Bug 15304 - Nested <META> tags in <HEAD>
Nested <META> tags in <HEAD>
Status: RESOLVED WONTFIX
Product: HTML WG
Classification: Unclassified
Component: HTML Microdata (editor: Ian Hickson)
unspecified
PC All
: P2 normal
: ---
Assigned To: Ian 'Hixie' Hickson
HTML WG Bugzilla archive list
:
Depends on:
Blocks:
  Show dependency treegraph
 
Reported: 2011-12-21 21:57 UTC by Evan Sandhaus
Modified: 2012-01-03 09:34 UTC (History)
10 users (show)

See Also:


Attachments

Note You need to log in before you can comment on or make changes to this bug.
Description Evan Sandhaus 2011-12-21 21:57:36 UTC
I would like to suggest that the WG consider adding support for nested <META> tags in the <HEAD> element to facilitate the embedding of complex microdata objects.  

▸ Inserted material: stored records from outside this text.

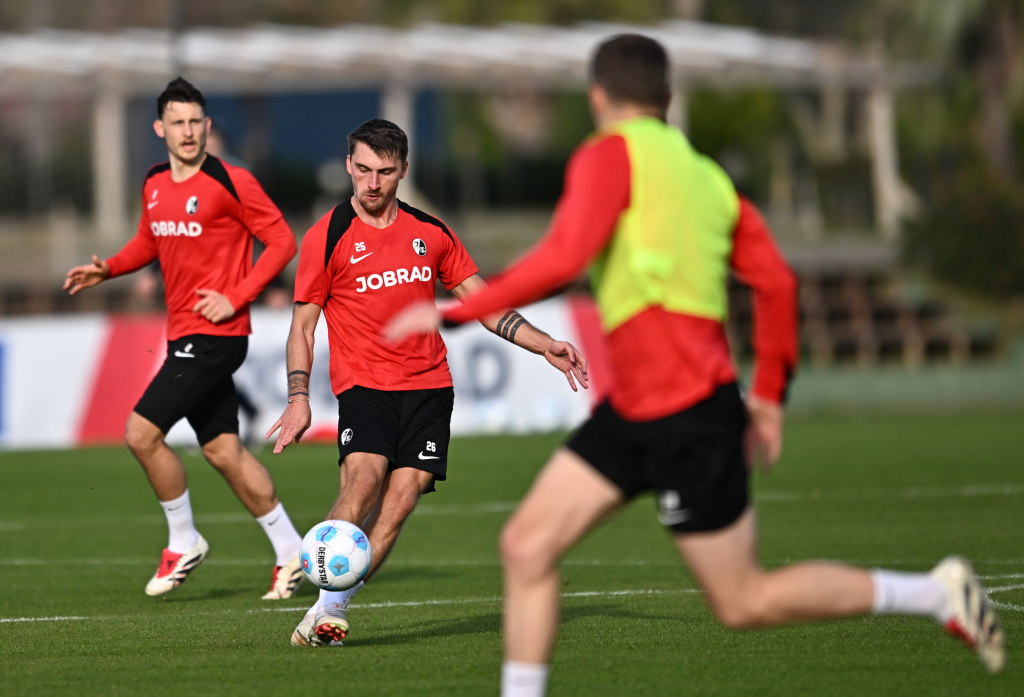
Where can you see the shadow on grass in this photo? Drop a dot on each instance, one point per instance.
(215, 594)
(492, 622)
(476, 624)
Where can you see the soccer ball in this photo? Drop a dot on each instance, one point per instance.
(335, 555)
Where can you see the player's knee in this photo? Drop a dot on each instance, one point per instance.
(364, 482)
(740, 610)
(221, 453)
(523, 554)
(141, 438)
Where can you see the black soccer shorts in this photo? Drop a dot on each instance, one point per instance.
(411, 428)
(693, 460)
(195, 383)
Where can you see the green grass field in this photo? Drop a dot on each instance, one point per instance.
(80, 534)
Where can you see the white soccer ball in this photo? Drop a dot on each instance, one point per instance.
(335, 555)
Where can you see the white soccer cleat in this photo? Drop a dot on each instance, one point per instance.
(174, 568)
(286, 580)
(973, 618)
(322, 626)
(331, 624)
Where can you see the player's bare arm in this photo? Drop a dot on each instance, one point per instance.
(87, 276)
(514, 329)
(214, 306)
(297, 417)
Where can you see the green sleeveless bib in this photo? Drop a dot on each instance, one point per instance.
(672, 245)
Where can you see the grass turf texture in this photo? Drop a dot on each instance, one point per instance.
(80, 534)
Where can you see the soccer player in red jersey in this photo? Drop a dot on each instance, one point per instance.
(364, 261)
(199, 218)
(663, 226)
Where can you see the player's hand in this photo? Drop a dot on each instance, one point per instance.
(763, 439)
(566, 358)
(293, 425)
(420, 317)
(88, 275)
(213, 306)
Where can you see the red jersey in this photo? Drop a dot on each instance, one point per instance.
(361, 275)
(202, 230)
(662, 361)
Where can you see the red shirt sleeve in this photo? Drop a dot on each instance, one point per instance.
(139, 251)
(263, 220)
(758, 263)
(456, 265)
(597, 190)
(311, 280)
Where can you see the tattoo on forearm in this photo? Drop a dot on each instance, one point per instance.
(298, 383)
(505, 321)
(515, 328)
(509, 324)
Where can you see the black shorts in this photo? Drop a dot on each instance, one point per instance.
(411, 428)
(195, 383)
(693, 460)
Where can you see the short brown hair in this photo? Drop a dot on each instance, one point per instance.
(632, 69)
(383, 137)
(181, 90)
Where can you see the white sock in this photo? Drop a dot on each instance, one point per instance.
(182, 530)
(341, 597)
(278, 526)
(523, 680)
(909, 594)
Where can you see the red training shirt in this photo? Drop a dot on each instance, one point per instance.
(202, 230)
(361, 275)
(663, 361)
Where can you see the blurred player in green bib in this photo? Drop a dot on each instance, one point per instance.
(662, 227)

I am currently advising a number of teams on the implementation of HTML Microdata Schema.org markup and the inability to nest <META> tags in the <HEAD> has lead to some challenges.

An example:

Suppose you have a document to which you have added an 'itemscope' to the <HTML> element.  Lets further suppose that you want to add some non-visible metadata to the <head> element, say the word count.  To do this you'd code up something like:

<html itemscope itemtype='http://schema.org/NewsArticle">
<head>
	<meta itemprop="wordCount" content="1138"/>
	...

So far so good, but now suppose we want to add another bit of non-visible metadata to the <head>, but this time we want to add a 'Person' object.  

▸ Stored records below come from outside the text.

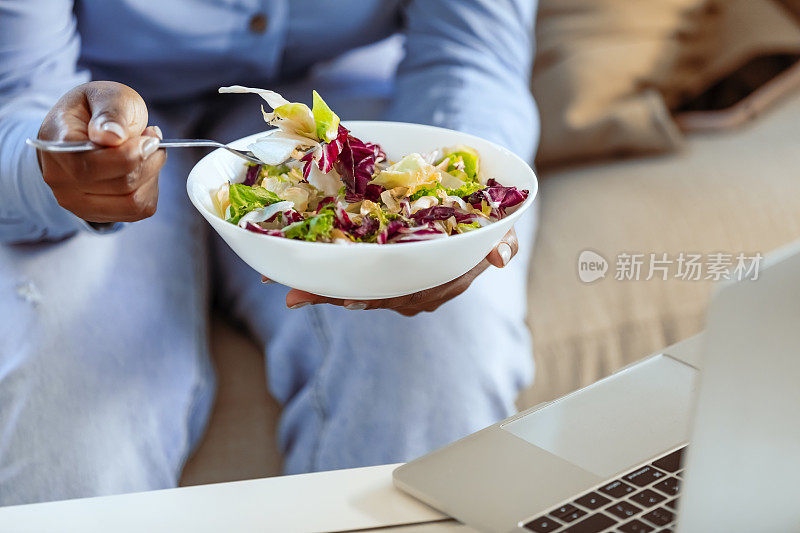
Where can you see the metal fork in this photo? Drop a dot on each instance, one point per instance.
(87, 146)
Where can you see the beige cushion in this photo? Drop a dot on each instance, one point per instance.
(608, 72)
(737, 191)
(732, 192)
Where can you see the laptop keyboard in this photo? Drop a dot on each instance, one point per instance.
(641, 501)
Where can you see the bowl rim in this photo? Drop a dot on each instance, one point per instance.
(517, 213)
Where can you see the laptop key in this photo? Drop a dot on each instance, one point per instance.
(544, 524)
(635, 526)
(648, 498)
(659, 516)
(673, 503)
(669, 486)
(592, 501)
(617, 489)
(644, 476)
(592, 524)
(623, 509)
(672, 462)
(563, 511)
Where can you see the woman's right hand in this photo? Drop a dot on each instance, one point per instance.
(118, 183)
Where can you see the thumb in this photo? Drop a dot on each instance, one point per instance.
(118, 113)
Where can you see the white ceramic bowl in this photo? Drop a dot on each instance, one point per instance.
(366, 271)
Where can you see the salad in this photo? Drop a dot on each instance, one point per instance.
(341, 189)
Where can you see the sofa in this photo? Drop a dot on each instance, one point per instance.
(731, 185)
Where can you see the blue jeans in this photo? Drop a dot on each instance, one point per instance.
(105, 380)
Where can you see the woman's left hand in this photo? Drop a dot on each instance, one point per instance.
(427, 300)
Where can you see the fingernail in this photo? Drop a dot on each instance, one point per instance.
(504, 249)
(149, 146)
(113, 128)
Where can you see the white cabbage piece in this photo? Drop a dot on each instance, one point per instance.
(289, 116)
(329, 183)
(264, 213)
(411, 171)
(280, 146)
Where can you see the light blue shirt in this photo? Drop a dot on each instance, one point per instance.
(466, 67)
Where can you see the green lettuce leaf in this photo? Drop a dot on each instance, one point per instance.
(465, 190)
(312, 228)
(462, 156)
(245, 199)
(326, 120)
(463, 227)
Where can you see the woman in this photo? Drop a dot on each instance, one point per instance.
(105, 383)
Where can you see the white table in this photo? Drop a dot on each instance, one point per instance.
(327, 501)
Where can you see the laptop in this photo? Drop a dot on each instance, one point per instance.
(702, 437)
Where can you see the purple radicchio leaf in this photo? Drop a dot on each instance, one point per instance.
(356, 164)
(329, 154)
(390, 231)
(258, 229)
(341, 219)
(368, 227)
(252, 175)
(418, 233)
(497, 196)
(439, 212)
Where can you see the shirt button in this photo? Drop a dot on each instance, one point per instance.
(258, 23)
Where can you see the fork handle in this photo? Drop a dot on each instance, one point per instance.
(87, 146)
(188, 143)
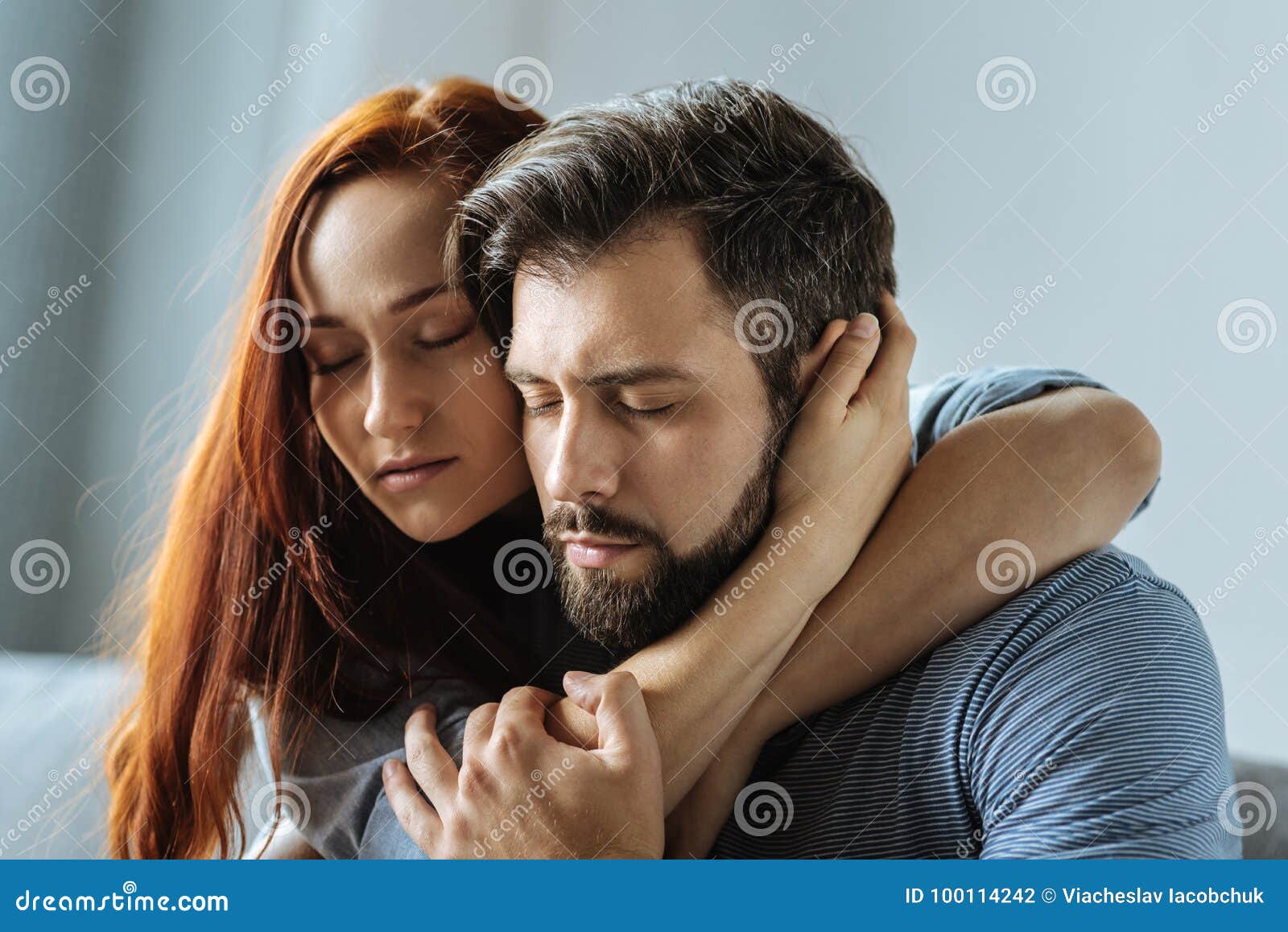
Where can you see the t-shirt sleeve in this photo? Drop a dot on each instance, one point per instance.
(1107, 738)
(950, 402)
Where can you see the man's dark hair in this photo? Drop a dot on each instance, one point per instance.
(781, 205)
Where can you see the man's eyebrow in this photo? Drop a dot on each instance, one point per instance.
(626, 375)
(643, 373)
(399, 305)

This is where the problem comes in.  Inserting a 'Person' object requires that we nest elements and it isn't legal to nest <META> tags.   Nor can you nest any of the other elements  legal in the scope of <HEAD> (i.e. <TITLE>, <BASE>, <LINK> and <STYLE>).  

If it were legal to nest <META> tags, I could write something like this:

<html itemscope itemtype='http://schema.org/NewsArticle">
<head>
	<meta itemprop="wordCount" content="1138"/>
	<meta itemscope itemtype="http://schema.org/Person">
		<meta itemprop="name" content="Evan Sandhaus"/>
	</meta>
       ....
</head>
	...
</html>

So this is why I'd love to see support for nested <META> tags in the <HEAD> element.

I've posted this idea to the <public-vocabs@w3.org> and a couple of contributors raised questions that I'd like to quickly address.

1)  Why not place these complex objects inside of an invisible element (such as a <DIV style='display:none'> or simply an empty <DIV>) in the <BODY> element?

My concern with this approach is twofold.  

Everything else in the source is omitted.